Bier wird aus Wasser, Malz, Hopfen und Hefe gebraut. Malz liefert unter anderem die Stärke für den Brauprozess und sorgt für die Farbe und das Aroma des Bieres. Der Hopfen verleiht ihm die charakteristische, bittere Note. Diese zwei wichtigen Zutaten werden zum grössten Teil aus dem Ausland importiert – dort ist es günstiger und es sind x-fach grössere Mengen verfügbar als hierzulande.
99 Prozent Importmalz im Schweizer Bier
Das war nicht immer so. Bis ins 19. Jahrhundert hinein gab es in der Schweiz quasi eine Selbstversorgung mit Hopfen und Malz. Doch die Bevölkerung wuchs und die Landwirtschaft schrumpfte derart, dass die Bierbranche fortan auf Import setzte. In den 1930er-Jahren schloss die letzte grosse Schweizer Mälzerei. Seit ein paar Jahren wird in Möriken-Wildegg zwar wieder heimische Braugerste zu Malz verarbeitet. Ihr Anteil an der Bierproduktion ist mit nur einem Prozent aber verschwindend klein. Ähnlich ist es beim Hopfen: Über 90 Prozent wird importiert.
Trotzdem darf solches Bier laut Swissness-Gesetz als Schweizer Bier verkauft werden. Bei Lebensmitteln müssen mindestens 80 Prozent der Rohstoffe aus der Schweiz stammen. Wasser darf eigentlich nicht dazugezählt werden, ausser beim Bier, das hauptsächlich aus Wasser besteht. Nach längeren Diskussionen einigte man sich vor gut zehn Jahren im Parlament auf diese Ausnahme, da es sonst angesichts der Umstände kaum noch Schweizer Bier gegeben hätte. Laut dem zuständigen Bundesamt für Landwirtschaft (BLW) wird an dieser Regel auch in Zukunft nicht gerüttelt.

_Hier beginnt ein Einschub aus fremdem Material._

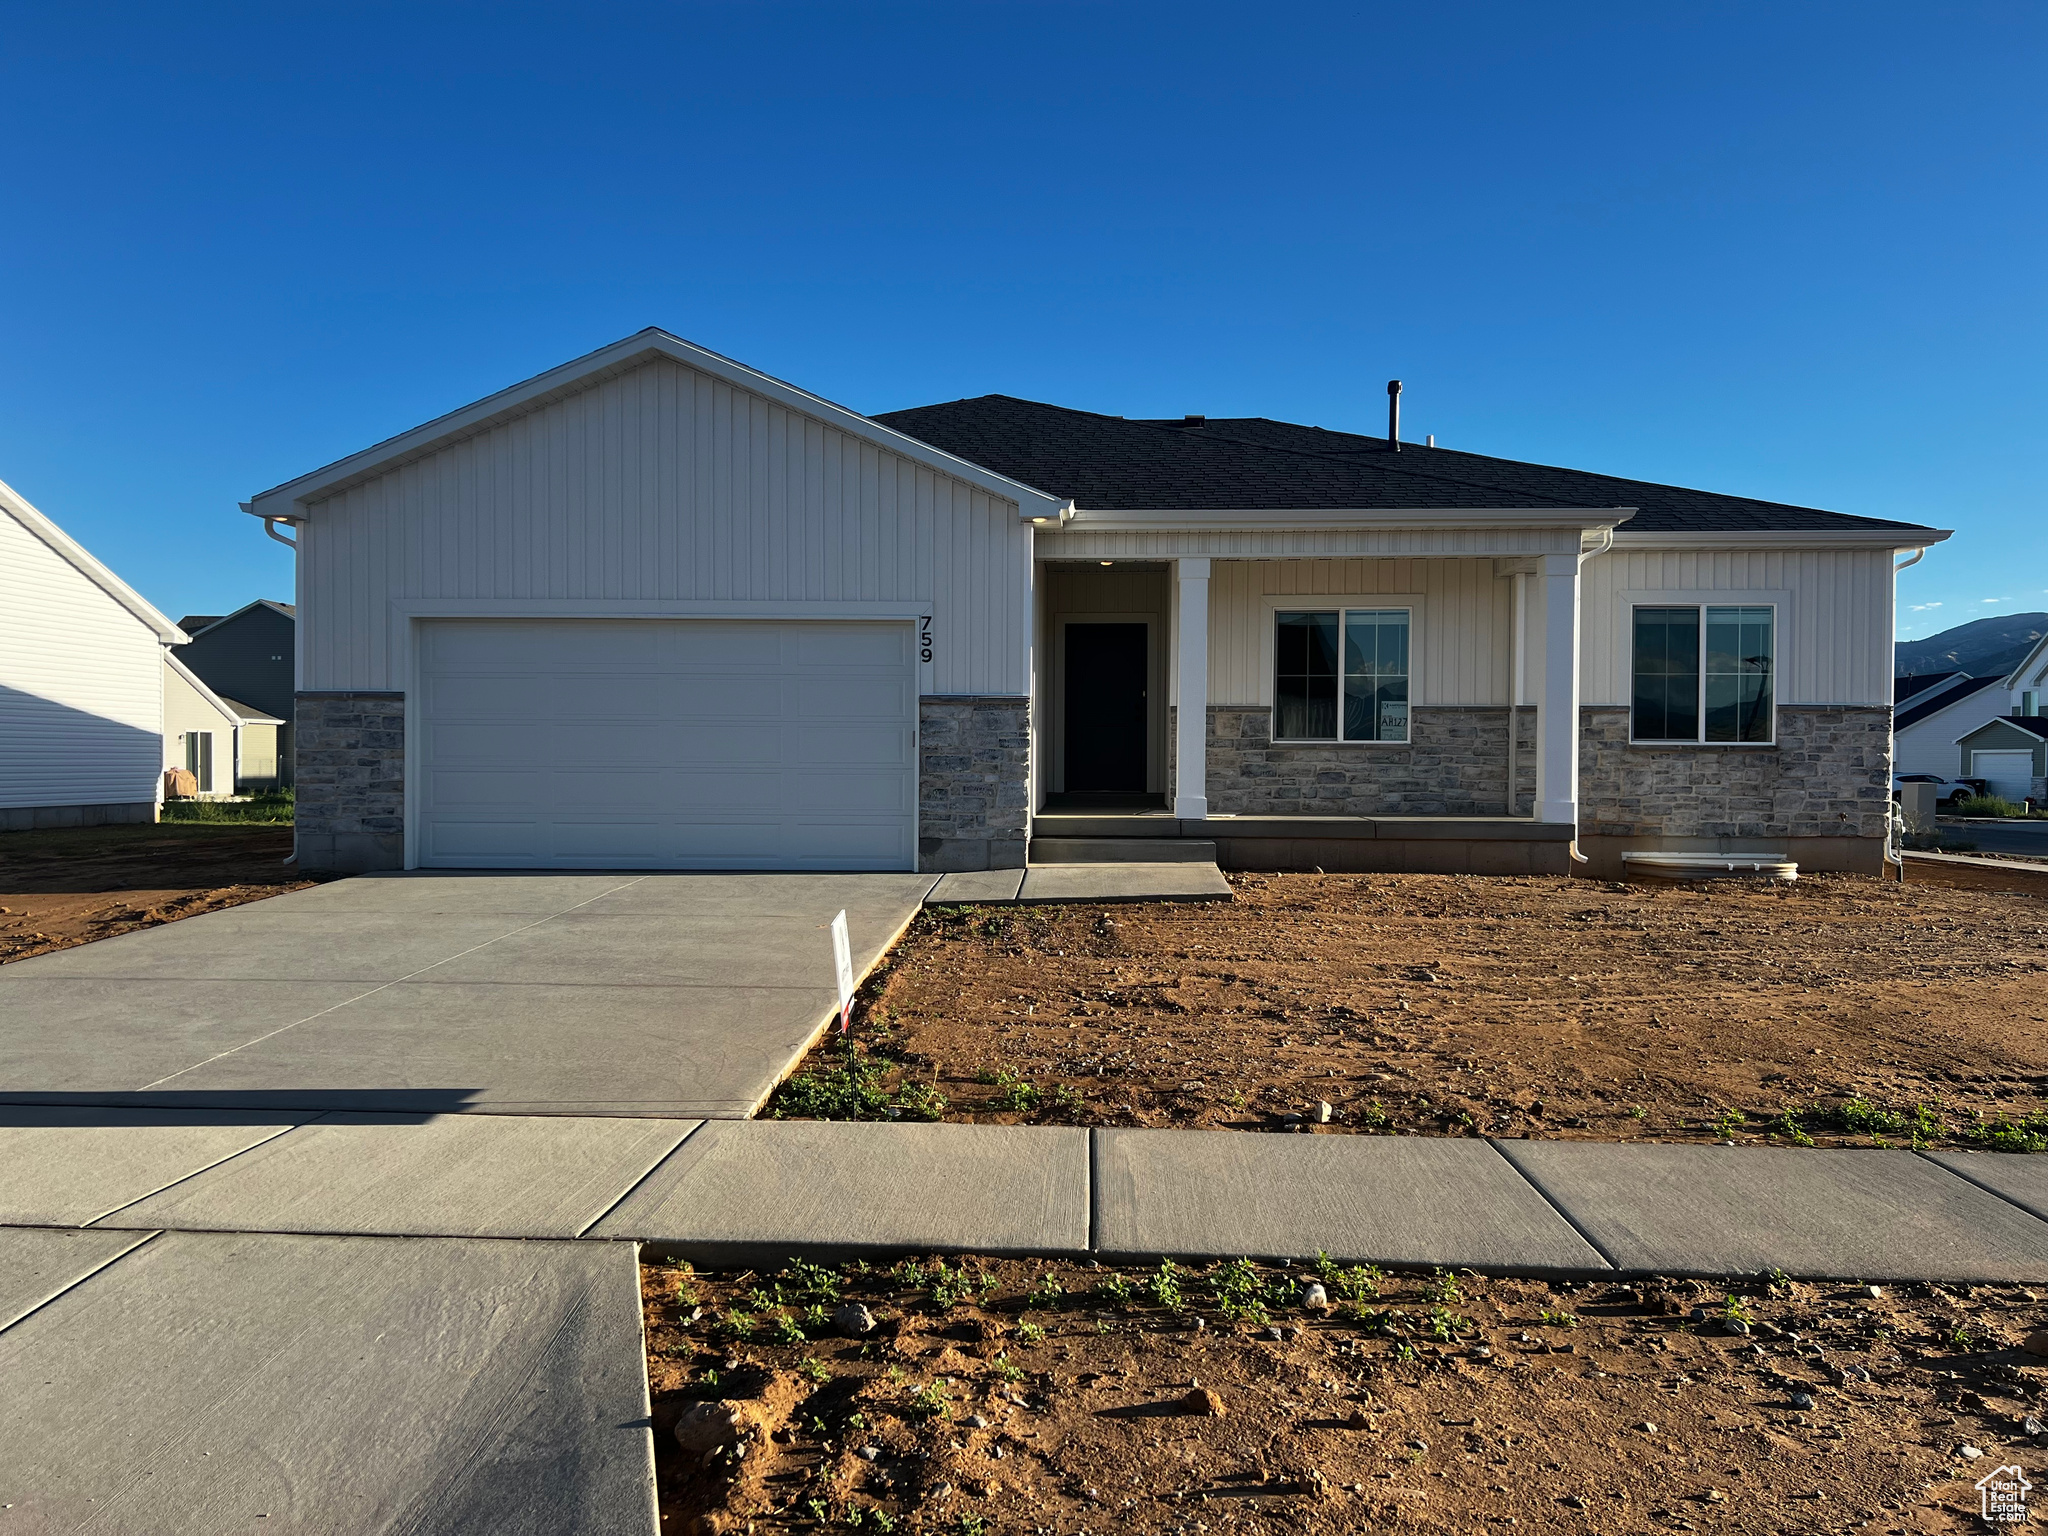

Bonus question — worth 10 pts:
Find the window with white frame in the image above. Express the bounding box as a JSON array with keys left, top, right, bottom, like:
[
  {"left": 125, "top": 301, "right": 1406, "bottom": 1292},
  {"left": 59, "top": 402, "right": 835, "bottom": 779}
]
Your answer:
[
  {"left": 1631, "top": 605, "right": 1775, "bottom": 743},
  {"left": 1274, "top": 609, "right": 1410, "bottom": 742}
]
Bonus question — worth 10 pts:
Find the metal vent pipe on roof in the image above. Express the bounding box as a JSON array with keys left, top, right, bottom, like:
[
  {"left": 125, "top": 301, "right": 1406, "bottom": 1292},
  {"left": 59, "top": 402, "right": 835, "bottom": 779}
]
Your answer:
[{"left": 1386, "top": 380, "right": 1402, "bottom": 450}]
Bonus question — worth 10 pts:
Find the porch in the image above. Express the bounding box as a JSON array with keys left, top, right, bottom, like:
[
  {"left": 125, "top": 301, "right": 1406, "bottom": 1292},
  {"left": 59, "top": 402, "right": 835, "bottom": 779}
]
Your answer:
[{"left": 1032, "top": 542, "right": 1596, "bottom": 875}]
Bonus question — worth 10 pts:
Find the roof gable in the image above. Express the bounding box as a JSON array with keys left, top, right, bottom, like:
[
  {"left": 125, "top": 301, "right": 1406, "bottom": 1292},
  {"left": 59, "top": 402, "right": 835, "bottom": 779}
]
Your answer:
[
  {"left": 2004, "top": 630, "right": 2048, "bottom": 689},
  {"left": 248, "top": 331, "right": 1068, "bottom": 521},
  {"left": 0, "top": 476, "right": 184, "bottom": 644},
  {"left": 875, "top": 394, "right": 1946, "bottom": 539}
]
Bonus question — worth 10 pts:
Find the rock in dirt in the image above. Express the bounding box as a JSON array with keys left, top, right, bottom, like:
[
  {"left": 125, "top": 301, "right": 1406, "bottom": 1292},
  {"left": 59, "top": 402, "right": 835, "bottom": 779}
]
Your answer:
[
  {"left": 673, "top": 1401, "right": 746, "bottom": 1453},
  {"left": 833, "top": 1303, "right": 876, "bottom": 1337},
  {"left": 1303, "top": 1283, "right": 1330, "bottom": 1310},
  {"left": 1180, "top": 1388, "right": 1227, "bottom": 1416},
  {"left": 2022, "top": 1330, "right": 2048, "bottom": 1358},
  {"left": 1960, "top": 1445, "right": 1986, "bottom": 1460},
  {"left": 1790, "top": 1393, "right": 1817, "bottom": 1411},
  {"left": 1313, "top": 1100, "right": 1333, "bottom": 1124},
  {"left": 964, "top": 1414, "right": 990, "bottom": 1429}
]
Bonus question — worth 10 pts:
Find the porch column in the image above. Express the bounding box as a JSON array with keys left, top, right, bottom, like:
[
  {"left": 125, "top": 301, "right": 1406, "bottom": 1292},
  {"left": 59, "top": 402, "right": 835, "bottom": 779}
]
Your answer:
[
  {"left": 1536, "top": 552, "right": 1581, "bottom": 826},
  {"left": 1174, "top": 557, "right": 1211, "bottom": 819}
]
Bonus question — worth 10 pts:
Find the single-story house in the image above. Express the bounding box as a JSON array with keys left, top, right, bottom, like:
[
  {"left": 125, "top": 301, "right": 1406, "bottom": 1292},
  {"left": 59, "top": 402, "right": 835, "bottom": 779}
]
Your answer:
[
  {"left": 1892, "top": 674, "right": 2011, "bottom": 779},
  {"left": 162, "top": 652, "right": 284, "bottom": 797},
  {"left": 1, "top": 475, "right": 186, "bottom": 831},
  {"left": 244, "top": 329, "right": 1949, "bottom": 877},
  {"left": 174, "top": 600, "right": 297, "bottom": 786}
]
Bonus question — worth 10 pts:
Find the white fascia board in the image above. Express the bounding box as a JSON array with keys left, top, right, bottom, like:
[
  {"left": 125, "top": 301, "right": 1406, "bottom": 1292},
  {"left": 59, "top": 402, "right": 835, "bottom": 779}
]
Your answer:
[
  {"left": 0, "top": 476, "right": 186, "bottom": 644},
  {"left": 245, "top": 328, "right": 1069, "bottom": 520},
  {"left": 1064, "top": 506, "right": 1639, "bottom": 533},
  {"left": 1612, "top": 528, "right": 1952, "bottom": 551},
  {"left": 166, "top": 651, "right": 245, "bottom": 725}
]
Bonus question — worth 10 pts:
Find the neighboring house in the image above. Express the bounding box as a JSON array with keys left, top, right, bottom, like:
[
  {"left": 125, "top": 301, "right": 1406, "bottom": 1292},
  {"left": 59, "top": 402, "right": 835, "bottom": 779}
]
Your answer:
[
  {"left": 244, "top": 329, "right": 1948, "bottom": 877},
  {"left": 1953, "top": 630, "right": 2048, "bottom": 802},
  {"left": 174, "top": 600, "right": 297, "bottom": 786},
  {"left": 1, "top": 476, "right": 186, "bottom": 831},
  {"left": 1893, "top": 674, "right": 2010, "bottom": 779},
  {"left": 162, "top": 653, "right": 284, "bottom": 797}
]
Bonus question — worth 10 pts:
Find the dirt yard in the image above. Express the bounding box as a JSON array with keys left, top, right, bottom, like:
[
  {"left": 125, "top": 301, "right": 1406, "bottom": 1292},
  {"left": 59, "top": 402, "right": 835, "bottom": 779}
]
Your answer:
[
  {"left": 0, "top": 823, "right": 316, "bottom": 964},
  {"left": 774, "top": 866, "right": 2048, "bottom": 1152},
  {"left": 645, "top": 1252, "right": 2041, "bottom": 1534}
]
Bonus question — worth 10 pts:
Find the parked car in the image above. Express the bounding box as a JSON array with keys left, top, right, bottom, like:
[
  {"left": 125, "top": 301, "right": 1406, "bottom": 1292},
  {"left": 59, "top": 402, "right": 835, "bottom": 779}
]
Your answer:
[{"left": 1893, "top": 772, "right": 1981, "bottom": 804}]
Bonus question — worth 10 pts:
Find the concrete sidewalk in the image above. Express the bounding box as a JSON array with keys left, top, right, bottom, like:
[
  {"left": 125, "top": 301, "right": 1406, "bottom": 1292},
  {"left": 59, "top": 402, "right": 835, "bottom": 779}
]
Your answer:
[{"left": 12, "top": 1108, "right": 2048, "bottom": 1283}]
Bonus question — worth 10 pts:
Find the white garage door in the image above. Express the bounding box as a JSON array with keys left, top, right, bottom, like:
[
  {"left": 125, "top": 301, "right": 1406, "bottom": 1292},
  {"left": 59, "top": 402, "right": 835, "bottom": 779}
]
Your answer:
[
  {"left": 417, "top": 619, "right": 917, "bottom": 870},
  {"left": 1971, "top": 749, "right": 2036, "bottom": 803}
]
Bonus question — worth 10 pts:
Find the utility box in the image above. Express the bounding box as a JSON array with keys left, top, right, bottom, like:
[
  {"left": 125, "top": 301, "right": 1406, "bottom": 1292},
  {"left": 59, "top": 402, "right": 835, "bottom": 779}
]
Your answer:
[{"left": 1899, "top": 781, "right": 1937, "bottom": 835}]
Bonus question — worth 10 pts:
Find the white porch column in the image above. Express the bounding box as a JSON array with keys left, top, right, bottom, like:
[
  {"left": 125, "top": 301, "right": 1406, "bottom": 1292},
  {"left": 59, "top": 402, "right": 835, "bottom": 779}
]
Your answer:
[
  {"left": 1174, "top": 557, "right": 1211, "bottom": 819},
  {"left": 1536, "top": 552, "right": 1581, "bottom": 826}
]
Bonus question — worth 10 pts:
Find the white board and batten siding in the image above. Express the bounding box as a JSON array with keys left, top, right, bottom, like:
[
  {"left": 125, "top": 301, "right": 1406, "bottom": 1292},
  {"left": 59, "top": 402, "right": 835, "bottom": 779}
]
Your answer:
[
  {"left": 294, "top": 357, "right": 1033, "bottom": 698},
  {"left": 0, "top": 501, "right": 167, "bottom": 811},
  {"left": 1579, "top": 546, "right": 1896, "bottom": 708}
]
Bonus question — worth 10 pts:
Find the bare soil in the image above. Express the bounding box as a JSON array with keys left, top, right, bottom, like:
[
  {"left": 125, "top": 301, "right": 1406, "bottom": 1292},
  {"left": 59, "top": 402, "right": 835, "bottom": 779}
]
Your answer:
[
  {"left": 0, "top": 823, "right": 317, "bottom": 964},
  {"left": 777, "top": 867, "right": 2048, "bottom": 1149},
  {"left": 645, "top": 1253, "right": 2042, "bottom": 1534}
]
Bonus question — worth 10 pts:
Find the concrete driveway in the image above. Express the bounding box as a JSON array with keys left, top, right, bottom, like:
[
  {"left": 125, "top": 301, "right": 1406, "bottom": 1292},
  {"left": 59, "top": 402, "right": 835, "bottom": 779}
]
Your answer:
[{"left": 0, "top": 871, "right": 937, "bottom": 1118}]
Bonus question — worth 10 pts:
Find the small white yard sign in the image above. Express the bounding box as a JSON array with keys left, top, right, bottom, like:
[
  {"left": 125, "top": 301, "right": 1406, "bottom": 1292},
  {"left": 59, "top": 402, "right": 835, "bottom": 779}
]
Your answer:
[{"left": 830, "top": 910, "right": 855, "bottom": 1032}]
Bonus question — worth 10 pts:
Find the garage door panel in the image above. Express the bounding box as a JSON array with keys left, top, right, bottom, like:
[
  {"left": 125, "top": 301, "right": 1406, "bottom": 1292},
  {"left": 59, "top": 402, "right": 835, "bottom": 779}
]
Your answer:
[
  {"left": 1972, "top": 750, "right": 2036, "bottom": 800},
  {"left": 418, "top": 620, "right": 920, "bottom": 870},
  {"left": 794, "top": 625, "right": 911, "bottom": 667}
]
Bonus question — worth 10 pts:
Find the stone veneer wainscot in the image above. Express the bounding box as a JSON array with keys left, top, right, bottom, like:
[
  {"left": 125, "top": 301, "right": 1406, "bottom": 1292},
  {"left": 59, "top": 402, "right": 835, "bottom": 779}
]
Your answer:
[
  {"left": 919, "top": 696, "right": 1030, "bottom": 872},
  {"left": 1194, "top": 704, "right": 1526, "bottom": 817},
  {"left": 294, "top": 691, "right": 405, "bottom": 873}
]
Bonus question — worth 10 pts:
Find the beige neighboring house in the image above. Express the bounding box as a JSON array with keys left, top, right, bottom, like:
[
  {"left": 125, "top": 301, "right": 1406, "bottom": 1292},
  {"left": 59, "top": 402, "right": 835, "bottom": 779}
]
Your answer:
[{"left": 162, "top": 652, "right": 283, "bottom": 799}]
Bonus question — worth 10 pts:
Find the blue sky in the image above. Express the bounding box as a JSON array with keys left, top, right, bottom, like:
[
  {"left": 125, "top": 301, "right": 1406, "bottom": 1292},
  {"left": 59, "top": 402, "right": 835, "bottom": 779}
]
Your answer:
[{"left": 2, "top": 2, "right": 2040, "bottom": 639}]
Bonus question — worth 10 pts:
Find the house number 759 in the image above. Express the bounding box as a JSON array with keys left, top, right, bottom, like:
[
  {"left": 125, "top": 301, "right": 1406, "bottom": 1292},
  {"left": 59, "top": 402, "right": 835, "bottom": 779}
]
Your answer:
[{"left": 919, "top": 616, "right": 933, "bottom": 664}]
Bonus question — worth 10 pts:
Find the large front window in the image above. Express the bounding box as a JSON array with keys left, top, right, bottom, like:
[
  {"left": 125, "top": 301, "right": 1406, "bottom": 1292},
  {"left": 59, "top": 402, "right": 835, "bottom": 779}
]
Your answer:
[
  {"left": 1631, "top": 605, "right": 1775, "bottom": 743},
  {"left": 1275, "top": 609, "right": 1410, "bottom": 742}
]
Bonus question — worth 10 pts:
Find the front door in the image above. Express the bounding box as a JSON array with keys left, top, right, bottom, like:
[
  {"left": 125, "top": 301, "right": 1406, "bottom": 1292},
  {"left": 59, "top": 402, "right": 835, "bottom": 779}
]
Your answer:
[{"left": 1064, "top": 622, "right": 1148, "bottom": 791}]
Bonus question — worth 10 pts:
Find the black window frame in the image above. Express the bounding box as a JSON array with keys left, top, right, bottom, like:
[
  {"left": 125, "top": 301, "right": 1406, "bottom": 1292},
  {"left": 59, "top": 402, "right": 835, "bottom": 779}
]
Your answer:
[
  {"left": 1272, "top": 607, "right": 1413, "bottom": 744},
  {"left": 1629, "top": 603, "right": 1777, "bottom": 746}
]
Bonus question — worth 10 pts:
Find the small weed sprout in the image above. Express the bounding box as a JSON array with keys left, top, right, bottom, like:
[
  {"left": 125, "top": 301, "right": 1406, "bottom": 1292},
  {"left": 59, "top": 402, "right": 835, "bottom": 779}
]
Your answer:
[
  {"left": 991, "top": 1352, "right": 1025, "bottom": 1384},
  {"left": 976, "top": 1066, "right": 1041, "bottom": 1113},
  {"left": 1029, "top": 1272, "right": 1067, "bottom": 1309},
  {"left": 1209, "top": 1258, "right": 1272, "bottom": 1325},
  {"left": 1150, "top": 1260, "right": 1187, "bottom": 1312},
  {"left": 1015, "top": 1320, "right": 1047, "bottom": 1345},
  {"left": 1095, "top": 1272, "right": 1136, "bottom": 1308},
  {"left": 1711, "top": 1107, "right": 1745, "bottom": 1140},
  {"left": 774, "top": 1312, "right": 808, "bottom": 1345},
  {"left": 1424, "top": 1268, "right": 1462, "bottom": 1305},
  {"left": 1427, "top": 1306, "right": 1470, "bottom": 1341},
  {"left": 1539, "top": 1306, "right": 1579, "bottom": 1328},
  {"left": 1774, "top": 1108, "right": 1815, "bottom": 1148},
  {"left": 800, "top": 1356, "right": 832, "bottom": 1383},
  {"left": 906, "top": 1382, "right": 950, "bottom": 1420},
  {"left": 1721, "top": 1295, "right": 1754, "bottom": 1327}
]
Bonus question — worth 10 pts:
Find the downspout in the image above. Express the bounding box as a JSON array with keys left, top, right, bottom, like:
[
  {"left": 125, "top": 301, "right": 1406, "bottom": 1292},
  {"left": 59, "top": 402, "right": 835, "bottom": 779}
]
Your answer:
[
  {"left": 1885, "top": 549, "right": 1927, "bottom": 880},
  {"left": 1565, "top": 526, "right": 1617, "bottom": 866},
  {"left": 250, "top": 505, "right": 301, "bottom": 862}
]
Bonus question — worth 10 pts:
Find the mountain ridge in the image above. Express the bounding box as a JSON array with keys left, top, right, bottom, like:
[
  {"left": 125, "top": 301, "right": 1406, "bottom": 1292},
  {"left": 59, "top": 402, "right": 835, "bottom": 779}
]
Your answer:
[{"left": 1895, "top": 612, "right": 2047, "bottom": 679}]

Viele Konsumentinnen und Konsumenten meinen, dass alle Zutaten aus der Schweiz kommen. Dabei ist es nur das Wasser.
Für vier Agronomie-Studierende der Berner Fachhochschule in Zollikofen (BE) ist das unbefriedigend und nicht fair gegenüber den Konsumentinnen und Konsumenten. Studentin Conny Schnyder (26) sagt im SRF-Konsumentenmagazin «Espresso»: «Sie sehen die Bezeichnung Schweiz und das Schweizer Kreuz und denken dann, dass alle Zutaten aus der Schweiz kommen. Schlussendlich ist es aber nur das Wasser.»
Zusammen mit Studienkollegin Valérie Würgler (27) und zwei Mitstudenten aus der Romandie hat Conny Schnyder für eine Semesterarbeit untersucht, wo man am besten den Hebel ansetzen könnte, um wieder mehr Schweiz ins Schweizer Bier zu bringen. Ergebnis: Ein Label für Schweizer Malz. Es soll den Namen «Malt Suisse» tragen und einen Sack Malz vor einem Schweizer Kreuz in Herzform zeigen.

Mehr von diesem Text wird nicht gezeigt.